One of the most notable places Lester gone drifting is the St. Lawrence River — a popular Bassmaster Elite Series destination and the nation’s Number 1 bass fishery for 2019, as ranked by Bassmaster Magazine. However, Lester points out that this style of fishing will produce in other well-known waters.
"It’s kind of a niche deal," the Tennessee pro said. "You need super clear water in that current because smallmouth are sight feeders. That’s definitely the best way to target them on the St. Lawrence, but I’ve caught them in the St. Clair River and the Detroit River, which connect Lake St. Clair to Lake Huron and Lake Erie. The biggest thing is you need clear water so the fish can see the bait."
What To Look For
Lester knows smallmouth in swift river scenarios like any type of anomaly that creates a current break that they can use for a feeding station. Common types of habitat include big boulders, shoals and high spots.

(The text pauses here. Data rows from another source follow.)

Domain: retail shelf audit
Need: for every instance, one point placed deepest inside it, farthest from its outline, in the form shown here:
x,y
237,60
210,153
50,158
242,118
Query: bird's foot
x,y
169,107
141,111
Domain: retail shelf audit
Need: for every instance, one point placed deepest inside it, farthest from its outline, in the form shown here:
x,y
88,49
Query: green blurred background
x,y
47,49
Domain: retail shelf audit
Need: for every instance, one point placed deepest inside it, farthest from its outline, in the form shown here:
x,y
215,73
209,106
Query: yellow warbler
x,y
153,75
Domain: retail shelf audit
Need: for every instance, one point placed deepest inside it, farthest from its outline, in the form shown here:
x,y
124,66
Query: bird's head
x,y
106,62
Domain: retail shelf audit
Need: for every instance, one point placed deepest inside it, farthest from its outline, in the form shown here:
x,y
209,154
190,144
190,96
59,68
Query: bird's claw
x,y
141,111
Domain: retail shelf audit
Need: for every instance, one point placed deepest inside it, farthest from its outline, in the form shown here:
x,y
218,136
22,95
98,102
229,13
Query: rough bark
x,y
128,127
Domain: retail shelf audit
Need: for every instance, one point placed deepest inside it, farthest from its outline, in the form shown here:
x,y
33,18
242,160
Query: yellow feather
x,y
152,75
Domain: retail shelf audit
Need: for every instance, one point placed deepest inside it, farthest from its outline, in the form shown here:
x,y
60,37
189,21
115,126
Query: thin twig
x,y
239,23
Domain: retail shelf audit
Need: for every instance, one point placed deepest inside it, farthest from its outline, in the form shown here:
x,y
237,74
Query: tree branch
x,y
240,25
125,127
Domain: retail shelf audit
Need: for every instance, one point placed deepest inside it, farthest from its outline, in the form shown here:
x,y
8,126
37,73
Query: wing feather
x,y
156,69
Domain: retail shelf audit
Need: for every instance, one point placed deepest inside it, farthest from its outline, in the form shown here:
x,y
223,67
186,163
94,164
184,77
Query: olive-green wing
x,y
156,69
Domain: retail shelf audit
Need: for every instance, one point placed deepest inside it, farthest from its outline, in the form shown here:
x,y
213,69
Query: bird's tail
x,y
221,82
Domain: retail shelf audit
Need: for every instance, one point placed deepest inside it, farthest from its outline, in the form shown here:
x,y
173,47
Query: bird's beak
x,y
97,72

In the St. Lawrence, he has fared well on spots rising from 40-45 feet of water, up to about 20-25 on top. Precise positioning of fish will vary, but Lester knows that there will typically be a pattern he can replicate elsewhere in similar spots.
"They’re not always in the eddy of the current; sometimes, they’ll be on the front side and sometimes, they’ll set up on the backside. So you just have to fish it to find out where they are.

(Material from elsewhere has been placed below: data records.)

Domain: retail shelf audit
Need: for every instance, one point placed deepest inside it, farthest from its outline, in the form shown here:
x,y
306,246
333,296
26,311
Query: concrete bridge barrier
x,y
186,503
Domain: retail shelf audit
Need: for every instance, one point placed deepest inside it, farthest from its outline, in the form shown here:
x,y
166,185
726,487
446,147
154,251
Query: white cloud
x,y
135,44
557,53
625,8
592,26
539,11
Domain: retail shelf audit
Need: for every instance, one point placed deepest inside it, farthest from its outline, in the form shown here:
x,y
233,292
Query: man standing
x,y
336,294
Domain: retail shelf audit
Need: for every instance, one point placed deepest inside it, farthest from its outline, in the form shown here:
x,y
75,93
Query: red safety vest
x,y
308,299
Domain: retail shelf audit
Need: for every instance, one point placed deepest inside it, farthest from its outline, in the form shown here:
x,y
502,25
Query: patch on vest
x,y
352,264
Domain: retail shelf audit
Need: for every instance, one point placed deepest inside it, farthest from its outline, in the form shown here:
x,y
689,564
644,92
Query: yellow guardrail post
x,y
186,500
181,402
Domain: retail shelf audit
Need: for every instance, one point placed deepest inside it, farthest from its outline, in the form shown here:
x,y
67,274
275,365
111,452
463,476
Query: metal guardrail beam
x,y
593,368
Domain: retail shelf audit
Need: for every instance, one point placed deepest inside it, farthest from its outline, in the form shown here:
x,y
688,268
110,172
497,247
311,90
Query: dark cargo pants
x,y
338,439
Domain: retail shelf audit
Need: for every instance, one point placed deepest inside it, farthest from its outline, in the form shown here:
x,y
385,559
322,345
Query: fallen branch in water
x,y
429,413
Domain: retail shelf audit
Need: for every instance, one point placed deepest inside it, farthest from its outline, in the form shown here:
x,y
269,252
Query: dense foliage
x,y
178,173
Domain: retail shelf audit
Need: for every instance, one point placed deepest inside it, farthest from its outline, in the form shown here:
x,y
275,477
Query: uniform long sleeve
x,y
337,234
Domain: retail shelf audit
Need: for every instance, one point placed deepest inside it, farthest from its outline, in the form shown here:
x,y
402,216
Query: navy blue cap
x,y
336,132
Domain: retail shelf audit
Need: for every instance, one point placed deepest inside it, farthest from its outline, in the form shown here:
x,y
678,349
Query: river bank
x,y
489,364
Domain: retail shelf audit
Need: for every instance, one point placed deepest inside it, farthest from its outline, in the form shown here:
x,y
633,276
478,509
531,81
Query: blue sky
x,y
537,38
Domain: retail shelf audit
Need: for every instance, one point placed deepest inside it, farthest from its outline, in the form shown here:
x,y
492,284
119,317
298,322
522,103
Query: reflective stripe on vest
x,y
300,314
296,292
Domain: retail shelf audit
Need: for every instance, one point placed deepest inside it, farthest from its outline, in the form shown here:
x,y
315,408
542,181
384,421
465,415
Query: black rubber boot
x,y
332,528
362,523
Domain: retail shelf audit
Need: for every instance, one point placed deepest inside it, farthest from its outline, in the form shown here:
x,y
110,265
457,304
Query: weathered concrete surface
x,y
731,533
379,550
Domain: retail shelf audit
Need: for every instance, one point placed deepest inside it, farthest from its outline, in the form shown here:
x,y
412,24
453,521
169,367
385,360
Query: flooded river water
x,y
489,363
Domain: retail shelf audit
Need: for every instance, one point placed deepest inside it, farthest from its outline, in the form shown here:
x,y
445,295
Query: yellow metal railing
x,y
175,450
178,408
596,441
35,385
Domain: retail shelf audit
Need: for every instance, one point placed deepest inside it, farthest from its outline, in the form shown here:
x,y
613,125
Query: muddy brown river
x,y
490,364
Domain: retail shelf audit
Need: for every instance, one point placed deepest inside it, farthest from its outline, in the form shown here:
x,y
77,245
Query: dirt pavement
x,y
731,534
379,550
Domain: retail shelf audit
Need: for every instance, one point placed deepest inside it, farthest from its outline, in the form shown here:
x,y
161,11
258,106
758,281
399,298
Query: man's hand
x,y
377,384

For example, during the 2018 Elite event on the St. Lawrence, they were on front side, so I would start in that 45-foot zone and as my bait started coming up the actual rise and onto the top of the shoal, that’s when I’d get most of my bites.
This year (2019), most of my bites came on the back side of the shoals, in the actual current break — in the eddy. It just depends on how they’re set up, but it’s definitely something to take into consideration because there will be a pattern."

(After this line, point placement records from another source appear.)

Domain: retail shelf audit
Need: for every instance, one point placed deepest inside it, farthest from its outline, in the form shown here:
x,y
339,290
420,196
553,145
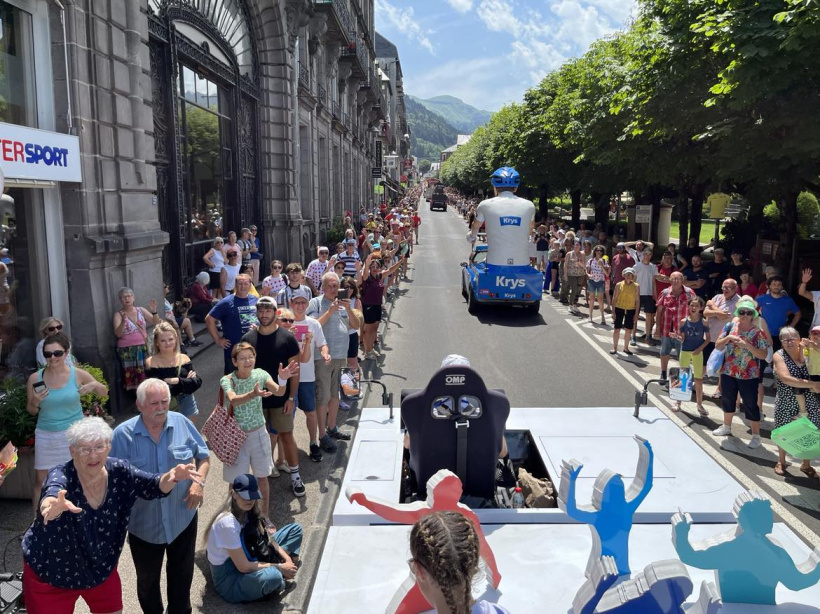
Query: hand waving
x,y
52,507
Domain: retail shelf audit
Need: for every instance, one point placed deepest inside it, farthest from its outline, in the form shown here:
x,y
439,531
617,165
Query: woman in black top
x,y
175,369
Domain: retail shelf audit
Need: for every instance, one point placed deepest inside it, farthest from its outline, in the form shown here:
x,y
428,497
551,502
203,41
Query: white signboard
x,y
643,214
27,153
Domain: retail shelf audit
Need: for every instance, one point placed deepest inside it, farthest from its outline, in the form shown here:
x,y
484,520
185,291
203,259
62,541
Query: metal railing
x,y
342,14
304,76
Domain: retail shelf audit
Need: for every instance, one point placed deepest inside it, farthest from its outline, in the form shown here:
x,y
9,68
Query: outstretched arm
x,y
566,493
642,483
400,513
799,577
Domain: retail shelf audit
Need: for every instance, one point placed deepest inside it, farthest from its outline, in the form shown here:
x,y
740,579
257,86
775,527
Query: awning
x,y
392,184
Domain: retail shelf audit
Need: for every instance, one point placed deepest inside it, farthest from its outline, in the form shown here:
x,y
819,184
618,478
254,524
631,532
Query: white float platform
x,y
601,438
542,567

Lester notes that he rarely drift fishes deeper than 45 feet. It’s not that he can’t catch fish beyond that range; he simply believes the bigger, more aggressive fish will position higher. One consistent point: When he graphs fish on top of the high spots, he knows those fish will bite because they’ve moved up to feed.
Lester starts his drifts about 70-80 feet above his target, as this allows him time to deploy the trolling motor, pick up his rod and prepare for his presentation. This, he said, is a critical stage because you don’t want to miss the fish.
"Most people want to make a cast and get way out there, but the best way is to keep your line perfectly vertical," Lester said. "It’s very important to keep your bait on the bottom, and maintain contact. If it gets too far out, you don’t know what your bait is doing."
As he reaches the back side of the structure, Lester drifts another 50 feet to mop up any stragglers.
The Right Presentation
Lester gets most of his drift work done with a dropshot. He’s partial to the X Zone Lures Slammer, an effective goby imitator that he rigs on a No. 4 Mustad Titan-X Wacky/Neko hook. Goby colors work best in the St. Lawrence, but he’ll also use minnow patterns in St. Clair and other drifting theaters.
For pressured fish that have seen too many dropshots, Lester will switch to a Ned rig presentation. Here, he pairs an X Zone Ned Zone bait with a Mustad Grip Pin Ned Head in a size appropriate for the depth and current speed. With either bait, Lester says impatience kills.
"The biggest mistake is trying to rush them," he said. "Just let the fish run and when he finally presents the opportunity, just slip your hand under his belly and lift him aboard,” Lester said. “If you try to rush them, you’ll lose them every time."